The major thing that fixed this was that the project repo was from 2022, but with the updates for SAM and Amplify, rebuilding this project in Amplify V2 has worked out the issues.

That and modifying the amplify.yml file to look like this:

applications:
  - appRoot: frontend
    frontend:
      phases:
        preBuild:
          commands:
            - npm ci --no-fund --no-audit
        build:
          commands:
            - REACT_APP_BACKEND_URL=${REACT_APP_BACKEND_URL}
            - REACT_APP_COGNITO_DOMAIN=${REACT_APP_COGNITO_DOMAIN}
            - REACT_APP_COGNTIO_USERPOOL_ID=${REACT_APP_COGNTIO_USERPOOL_ID}
            - REACT_APP_COGNITO_CLIENT_ID=${REACT_APP_COGNITO_CLIENT_ID}
            - REACT_APP_GRAPHQL_URL=${REACT_APP_GRAPHQL_URL}
            - REACT_APP_REGION=${REACT_APP_REGION}
            - npm run-script build
      artifacts:
        baseDirectory: build
        files:
          - "**/*"
      cache:
        paths:
          - "node_modules/**/*"

Last but not least during the SAM build process, my previous deployment created a Secret in my Secret Manager that when after re-deploying the code under a new build process, it was holding back the new deployment. That's because the code was autogenerating a Secret that "already existed" under a previous build.

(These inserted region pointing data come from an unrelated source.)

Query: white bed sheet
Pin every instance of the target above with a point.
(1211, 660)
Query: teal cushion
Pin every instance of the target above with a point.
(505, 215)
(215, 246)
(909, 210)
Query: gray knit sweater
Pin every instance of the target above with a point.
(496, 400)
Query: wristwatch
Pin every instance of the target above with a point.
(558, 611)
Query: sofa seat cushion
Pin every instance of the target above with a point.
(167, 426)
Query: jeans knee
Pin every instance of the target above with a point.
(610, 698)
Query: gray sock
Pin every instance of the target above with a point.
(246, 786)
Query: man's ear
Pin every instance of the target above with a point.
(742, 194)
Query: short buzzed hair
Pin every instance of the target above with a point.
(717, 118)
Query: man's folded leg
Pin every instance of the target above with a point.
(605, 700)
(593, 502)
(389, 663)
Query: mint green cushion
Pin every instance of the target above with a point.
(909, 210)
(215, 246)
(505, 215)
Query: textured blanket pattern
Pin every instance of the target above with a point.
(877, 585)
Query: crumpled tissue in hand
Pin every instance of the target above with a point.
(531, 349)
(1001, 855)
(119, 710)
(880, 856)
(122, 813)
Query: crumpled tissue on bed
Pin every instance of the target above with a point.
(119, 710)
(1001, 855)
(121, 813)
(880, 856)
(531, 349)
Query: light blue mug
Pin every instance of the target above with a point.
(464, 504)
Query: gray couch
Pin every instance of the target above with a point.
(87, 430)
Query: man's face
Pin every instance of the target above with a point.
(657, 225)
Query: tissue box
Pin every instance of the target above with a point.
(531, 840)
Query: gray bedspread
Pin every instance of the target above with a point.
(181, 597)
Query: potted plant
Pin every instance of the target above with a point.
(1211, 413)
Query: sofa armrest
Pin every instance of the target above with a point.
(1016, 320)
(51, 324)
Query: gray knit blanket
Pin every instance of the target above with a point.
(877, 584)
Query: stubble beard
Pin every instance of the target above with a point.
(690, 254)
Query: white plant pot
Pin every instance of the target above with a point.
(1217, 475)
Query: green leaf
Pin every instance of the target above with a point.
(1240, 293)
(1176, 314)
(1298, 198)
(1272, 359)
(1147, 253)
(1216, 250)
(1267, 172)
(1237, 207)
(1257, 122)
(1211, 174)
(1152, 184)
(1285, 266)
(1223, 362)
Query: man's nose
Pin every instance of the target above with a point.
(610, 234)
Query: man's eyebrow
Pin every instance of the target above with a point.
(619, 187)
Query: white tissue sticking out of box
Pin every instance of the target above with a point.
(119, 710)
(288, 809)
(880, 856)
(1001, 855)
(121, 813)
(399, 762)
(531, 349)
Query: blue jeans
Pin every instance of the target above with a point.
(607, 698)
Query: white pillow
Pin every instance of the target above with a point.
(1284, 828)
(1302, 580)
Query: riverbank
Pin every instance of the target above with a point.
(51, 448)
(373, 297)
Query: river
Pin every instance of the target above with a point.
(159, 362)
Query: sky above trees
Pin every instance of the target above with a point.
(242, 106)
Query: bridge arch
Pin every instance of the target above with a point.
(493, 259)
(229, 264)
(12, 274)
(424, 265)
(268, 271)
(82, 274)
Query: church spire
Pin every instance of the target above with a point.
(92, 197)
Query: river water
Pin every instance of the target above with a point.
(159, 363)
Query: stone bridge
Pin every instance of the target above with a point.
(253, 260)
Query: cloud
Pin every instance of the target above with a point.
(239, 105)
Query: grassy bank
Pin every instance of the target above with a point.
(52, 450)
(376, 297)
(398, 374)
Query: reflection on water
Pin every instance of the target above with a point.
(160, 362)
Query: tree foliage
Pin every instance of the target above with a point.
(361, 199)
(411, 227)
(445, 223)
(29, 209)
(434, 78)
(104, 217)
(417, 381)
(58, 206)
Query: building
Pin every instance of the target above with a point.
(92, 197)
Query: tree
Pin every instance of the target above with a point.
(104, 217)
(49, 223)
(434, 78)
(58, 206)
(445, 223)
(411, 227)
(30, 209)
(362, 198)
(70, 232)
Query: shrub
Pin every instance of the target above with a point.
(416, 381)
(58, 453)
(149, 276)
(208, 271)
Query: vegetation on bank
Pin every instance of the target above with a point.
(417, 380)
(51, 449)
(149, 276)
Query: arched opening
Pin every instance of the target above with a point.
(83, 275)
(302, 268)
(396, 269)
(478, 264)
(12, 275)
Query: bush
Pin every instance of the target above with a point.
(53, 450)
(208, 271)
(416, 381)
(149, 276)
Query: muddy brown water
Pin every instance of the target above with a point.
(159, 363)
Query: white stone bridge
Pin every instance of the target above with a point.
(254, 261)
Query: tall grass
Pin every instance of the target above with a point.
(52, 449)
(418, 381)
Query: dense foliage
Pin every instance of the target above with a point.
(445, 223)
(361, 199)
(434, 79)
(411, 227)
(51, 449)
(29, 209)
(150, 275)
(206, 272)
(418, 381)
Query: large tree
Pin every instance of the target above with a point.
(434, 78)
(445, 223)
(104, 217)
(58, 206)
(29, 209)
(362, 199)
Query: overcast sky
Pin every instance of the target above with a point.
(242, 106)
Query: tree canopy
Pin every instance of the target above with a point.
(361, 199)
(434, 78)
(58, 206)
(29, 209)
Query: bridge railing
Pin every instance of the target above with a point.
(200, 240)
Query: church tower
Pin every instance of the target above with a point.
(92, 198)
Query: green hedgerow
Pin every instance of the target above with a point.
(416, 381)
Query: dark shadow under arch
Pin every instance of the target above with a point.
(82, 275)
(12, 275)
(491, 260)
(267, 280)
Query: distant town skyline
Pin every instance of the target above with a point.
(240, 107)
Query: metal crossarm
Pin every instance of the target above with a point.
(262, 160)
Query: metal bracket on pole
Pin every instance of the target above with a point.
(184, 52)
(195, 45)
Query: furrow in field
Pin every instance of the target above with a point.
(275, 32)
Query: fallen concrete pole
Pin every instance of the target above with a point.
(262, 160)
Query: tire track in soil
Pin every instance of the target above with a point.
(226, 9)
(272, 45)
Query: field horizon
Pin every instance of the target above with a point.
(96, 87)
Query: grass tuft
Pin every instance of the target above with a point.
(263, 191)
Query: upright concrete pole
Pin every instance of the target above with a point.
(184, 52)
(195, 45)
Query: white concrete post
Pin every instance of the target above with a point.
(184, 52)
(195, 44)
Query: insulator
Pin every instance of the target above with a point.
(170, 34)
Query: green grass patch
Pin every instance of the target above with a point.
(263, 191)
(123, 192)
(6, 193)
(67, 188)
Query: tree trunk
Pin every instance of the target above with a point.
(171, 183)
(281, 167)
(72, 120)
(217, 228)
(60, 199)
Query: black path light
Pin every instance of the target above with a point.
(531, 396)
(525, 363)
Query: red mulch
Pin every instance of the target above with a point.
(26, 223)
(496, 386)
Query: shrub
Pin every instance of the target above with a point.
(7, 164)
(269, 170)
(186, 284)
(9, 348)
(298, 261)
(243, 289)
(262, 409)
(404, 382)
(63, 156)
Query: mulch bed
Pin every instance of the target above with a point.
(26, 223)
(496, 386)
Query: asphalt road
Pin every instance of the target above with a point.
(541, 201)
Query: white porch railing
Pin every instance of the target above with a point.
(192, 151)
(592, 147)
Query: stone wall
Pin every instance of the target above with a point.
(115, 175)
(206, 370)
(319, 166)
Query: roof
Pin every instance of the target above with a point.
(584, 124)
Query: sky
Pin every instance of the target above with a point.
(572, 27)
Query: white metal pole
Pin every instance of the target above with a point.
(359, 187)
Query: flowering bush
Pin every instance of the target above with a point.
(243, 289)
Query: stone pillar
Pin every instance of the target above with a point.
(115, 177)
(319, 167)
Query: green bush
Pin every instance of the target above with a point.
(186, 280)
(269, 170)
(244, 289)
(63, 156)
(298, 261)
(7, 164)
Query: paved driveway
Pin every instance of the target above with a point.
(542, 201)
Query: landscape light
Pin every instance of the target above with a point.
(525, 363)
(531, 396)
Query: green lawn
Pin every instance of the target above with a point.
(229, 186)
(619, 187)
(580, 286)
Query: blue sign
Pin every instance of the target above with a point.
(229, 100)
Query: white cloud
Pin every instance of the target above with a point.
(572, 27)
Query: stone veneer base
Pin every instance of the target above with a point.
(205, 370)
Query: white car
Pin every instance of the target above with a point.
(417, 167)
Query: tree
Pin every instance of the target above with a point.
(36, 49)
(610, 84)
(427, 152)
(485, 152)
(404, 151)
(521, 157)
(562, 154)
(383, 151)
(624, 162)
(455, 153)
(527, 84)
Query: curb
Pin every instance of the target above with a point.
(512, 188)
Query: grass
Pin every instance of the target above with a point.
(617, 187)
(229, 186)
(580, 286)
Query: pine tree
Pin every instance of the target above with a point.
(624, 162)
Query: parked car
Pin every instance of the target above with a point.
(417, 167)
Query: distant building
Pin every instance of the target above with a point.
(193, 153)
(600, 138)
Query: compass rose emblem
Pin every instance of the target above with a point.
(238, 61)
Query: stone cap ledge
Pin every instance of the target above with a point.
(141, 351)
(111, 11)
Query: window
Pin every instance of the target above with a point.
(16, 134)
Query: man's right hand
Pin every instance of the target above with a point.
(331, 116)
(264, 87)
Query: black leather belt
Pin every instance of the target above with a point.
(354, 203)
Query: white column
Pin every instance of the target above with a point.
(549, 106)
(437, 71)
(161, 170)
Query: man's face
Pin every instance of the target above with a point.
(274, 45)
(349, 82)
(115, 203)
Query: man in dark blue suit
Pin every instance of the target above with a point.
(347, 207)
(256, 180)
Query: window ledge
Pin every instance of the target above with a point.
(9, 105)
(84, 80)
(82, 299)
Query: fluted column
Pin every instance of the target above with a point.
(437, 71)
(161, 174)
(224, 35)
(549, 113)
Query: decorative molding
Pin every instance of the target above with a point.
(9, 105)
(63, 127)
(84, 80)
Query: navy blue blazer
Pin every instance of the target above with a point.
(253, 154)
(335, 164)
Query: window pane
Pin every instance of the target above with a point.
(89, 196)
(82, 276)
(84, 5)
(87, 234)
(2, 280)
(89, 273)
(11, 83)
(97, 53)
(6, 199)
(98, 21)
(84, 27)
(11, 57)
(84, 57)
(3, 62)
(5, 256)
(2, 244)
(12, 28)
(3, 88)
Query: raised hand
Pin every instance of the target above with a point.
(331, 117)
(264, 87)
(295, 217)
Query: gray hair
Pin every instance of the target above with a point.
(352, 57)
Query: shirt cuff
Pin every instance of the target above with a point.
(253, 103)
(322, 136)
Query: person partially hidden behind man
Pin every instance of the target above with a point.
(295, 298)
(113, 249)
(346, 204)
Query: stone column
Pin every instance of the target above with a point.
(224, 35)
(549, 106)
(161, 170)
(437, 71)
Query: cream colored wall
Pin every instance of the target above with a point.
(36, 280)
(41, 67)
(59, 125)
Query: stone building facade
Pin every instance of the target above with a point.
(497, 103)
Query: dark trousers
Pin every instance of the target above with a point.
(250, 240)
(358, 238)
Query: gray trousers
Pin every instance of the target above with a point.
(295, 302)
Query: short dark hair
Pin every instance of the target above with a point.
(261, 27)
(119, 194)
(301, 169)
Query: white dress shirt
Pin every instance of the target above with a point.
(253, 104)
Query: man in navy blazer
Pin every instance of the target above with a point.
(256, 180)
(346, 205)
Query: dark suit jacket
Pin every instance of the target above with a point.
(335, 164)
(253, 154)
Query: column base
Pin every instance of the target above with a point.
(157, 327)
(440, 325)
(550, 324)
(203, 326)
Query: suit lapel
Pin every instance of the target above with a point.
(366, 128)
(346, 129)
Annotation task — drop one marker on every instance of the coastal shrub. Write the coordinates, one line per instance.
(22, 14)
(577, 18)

To fix that, you have to change the name of the Credential variable from:

Name: !Sub "plaid/${PlaidEnvironment}/credentials"

to something else so that the Secret Manager can save it. Since it taked 7 ays to delete a secret, it's better to create a new one and schedule the old one for the 7 day deletion.

I just renamed it to something else like:

Name: !Sub "plaid/${PlaidEnvironment}/credentials2

I got the app to work:

https://main.d18w63q7xv2gzh.amplifyapp.com

[Jay2113]

@bebopinbebop It's great to hear that your Amplify app has been deployed successfully! Thank you for sharing the detailed steps you followed to implement the Plaid demo app. These steps can be helpful for other developers or community members. I will now close this thread.